(traduit de l’américain par Henry-Luc Planchat)
Sur Anarres, les proscrits d'Urras ont édifié, il y a cent soixante-dix ans, une utopie concrète fondée sur la liberté absolue des personnes et la coopération. Ce n'est pas un paradis, car Anarres est un monde pauvre et dur. Mais cela fonctionne. A l'abri d'un isolationnisme impitoyable qui menace maintenant la société anarchiste d'Anarres de sclérose. Pour le physicien anarresti Shevek, la question est simple et terrible. Parviendra-t-il, en se rendant d'Anarres sur Urras, à renverser le mur symbolique qui isole Anarres du reste du monde ? Pourra-t-il faire partager aux habitants d'Urras la promesse dont il est porteur, celle de la liberté vraie ? Que découvrira-t-il enfin sur ce monde dont sont venus ses ancêtres et que la tradition anarrestie décrit comme un enfer ?

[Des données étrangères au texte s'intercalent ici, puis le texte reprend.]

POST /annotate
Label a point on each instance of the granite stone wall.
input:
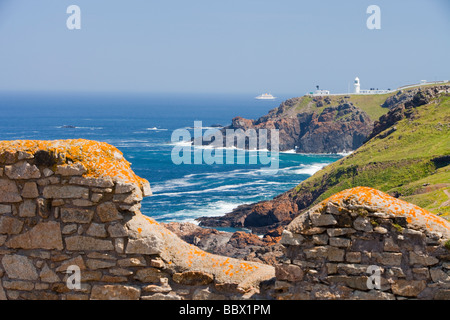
(60, 215)
(364, 244)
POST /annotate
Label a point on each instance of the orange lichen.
(99, 158)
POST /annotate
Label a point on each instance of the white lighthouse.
(357, 85)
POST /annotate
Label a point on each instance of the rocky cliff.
(407, 156)
(312, 125)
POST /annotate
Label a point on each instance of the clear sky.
(227, 46)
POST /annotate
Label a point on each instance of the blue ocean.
(141, 126)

[Toujours dans ce « Retour en Arrière ».]
Ici, on en apprend un peu plus sur Takver, cette femme qui est devenue la compagne de Shevek
Elle avait étudié la biologie à l’Institut Régional du Nord, en se distinguant suffisamment pour décider de venir à l’Institut Central afin d’y continuer ses études. Au bout d’une année, on lui avait demandé de se joindre à un nouveau syndicat qui organisait un laboratoire pour étudier les techniques d’accroissement et d’amélioration des réserves de poissons comestibles dans les trois océans d’Anarres. Quand les gens lui demandaient ce qu’elle faisait, elle répondait : « Je suis généticienne pour poissons. » Elle aimait ce travail ; il combinait les deux choses qu’elle estimait : la recherche positive, exacte, et un but spécifique d’amélioration ou d’accroissement. Sans un tel travail, elle n’aurait pas été satisfaite. Mais il était loin de lui suffire. La plupart des pensées qui traversaient l’esprit et le cœur de Takver n’avaient rien à voir avec la génétique des poissons.
Son intérêt pour les paysages et les créatures vivantes était passionnel. Cet intérêt, faiblement appelé « amour de la nature », semblait être pour Shevek quelque chose de bien plus vaste que l’amour. Il y a des esprits, pensait-il, dont l’ombilic n’a jamais été coupé. Ils ne sont jamais sevrés de l’univers.
Il était étrange de voir Takver prendre une feuille dans sa main, ou un caillou. Elle en devenait une extension, et l’objet une extension d’elle.
Elle montra à Shevek les aquariums d’eau de mer du laboratoire de recherche, dans lesquels nageaient cinquante espèces de poissons ou plus, grands et petits, de couleur terne ou éclatante, élégants et grotesques. Il fut fasciné, et un peu effrayé.
[Note] La dernière phrase, ce sentiment qui s’empare de Shevek concerne autant ce qu’il voit dans les aquariums que ce qu’il devine de correspondance en Takver.